Originator, Mothering from the Inside Out
For more than 25 years, Dr. Nancy Suchman was the principal investigator for a series of research training and independent research grants funded by the National Institute on Drug Abuse (NIDA). Nancy’s most significant academic contribution, and the one most meaningful to her, was the development of Mothering from the Inside Out, an attachment-based parenting intervention. This empirically based individual psychotherapy is designed to help mothers grappling with addiction and other threats to effective caregiving develop the capacity for reflective functioning in their relationships with their children.

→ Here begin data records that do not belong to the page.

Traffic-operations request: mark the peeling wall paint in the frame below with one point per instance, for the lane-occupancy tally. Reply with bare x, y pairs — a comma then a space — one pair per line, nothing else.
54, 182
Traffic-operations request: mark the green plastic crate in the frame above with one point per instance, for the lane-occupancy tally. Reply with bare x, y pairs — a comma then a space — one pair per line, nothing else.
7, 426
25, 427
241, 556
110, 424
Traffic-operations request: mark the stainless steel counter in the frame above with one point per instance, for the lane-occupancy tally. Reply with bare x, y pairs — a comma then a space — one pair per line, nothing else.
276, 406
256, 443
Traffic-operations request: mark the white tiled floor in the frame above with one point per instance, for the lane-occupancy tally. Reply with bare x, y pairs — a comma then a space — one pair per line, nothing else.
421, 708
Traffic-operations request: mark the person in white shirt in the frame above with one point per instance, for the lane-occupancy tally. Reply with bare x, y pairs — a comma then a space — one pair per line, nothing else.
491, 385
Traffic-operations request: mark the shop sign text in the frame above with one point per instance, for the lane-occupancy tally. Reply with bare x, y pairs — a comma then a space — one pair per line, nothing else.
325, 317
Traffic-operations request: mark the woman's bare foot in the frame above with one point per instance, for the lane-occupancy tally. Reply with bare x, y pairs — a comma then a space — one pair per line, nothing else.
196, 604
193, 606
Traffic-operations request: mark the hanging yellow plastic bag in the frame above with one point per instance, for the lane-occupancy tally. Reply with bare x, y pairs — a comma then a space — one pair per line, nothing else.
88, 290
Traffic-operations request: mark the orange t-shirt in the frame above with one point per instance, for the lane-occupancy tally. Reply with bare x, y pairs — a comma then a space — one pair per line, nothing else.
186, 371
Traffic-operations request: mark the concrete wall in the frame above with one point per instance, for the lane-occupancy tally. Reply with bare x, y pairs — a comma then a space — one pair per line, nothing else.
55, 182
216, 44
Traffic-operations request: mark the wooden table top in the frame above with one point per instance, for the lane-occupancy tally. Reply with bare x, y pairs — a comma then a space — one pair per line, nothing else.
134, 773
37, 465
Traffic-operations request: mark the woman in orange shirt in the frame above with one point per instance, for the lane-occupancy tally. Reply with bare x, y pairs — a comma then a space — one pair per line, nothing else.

Throughout her career, she partnered with a long list of co-investigators, consultants, clinicians, and research assistants to develop and test this clinical intervention. As this novel intervention captured the attention of the research community interested in the impact of addiction on parenting, she began an academic tour to speak, teach, and consult, not just in the U.S., but also in Finland, South Africa, Australia, Canada, France, Italy, Germany, and the United Kingdom.
In addition to her many peer-reviewed publications, Nancy was the principal editor of Parenting and Substance Abuse. This volume, published by Oxford University Press, quickly became the definitive professional reference on addiction, parenting, and parent intervention.
Over the years, Nancy made significant contributions to the personal and professional development of others. Among them are the mothers and children who have benefitted, directly and indirectly, from her clinical insights, as well as the research assistants, graduate students, professional trainees, addiction counselors, and researchers who benefitted from her generous giving of her time and tutelage.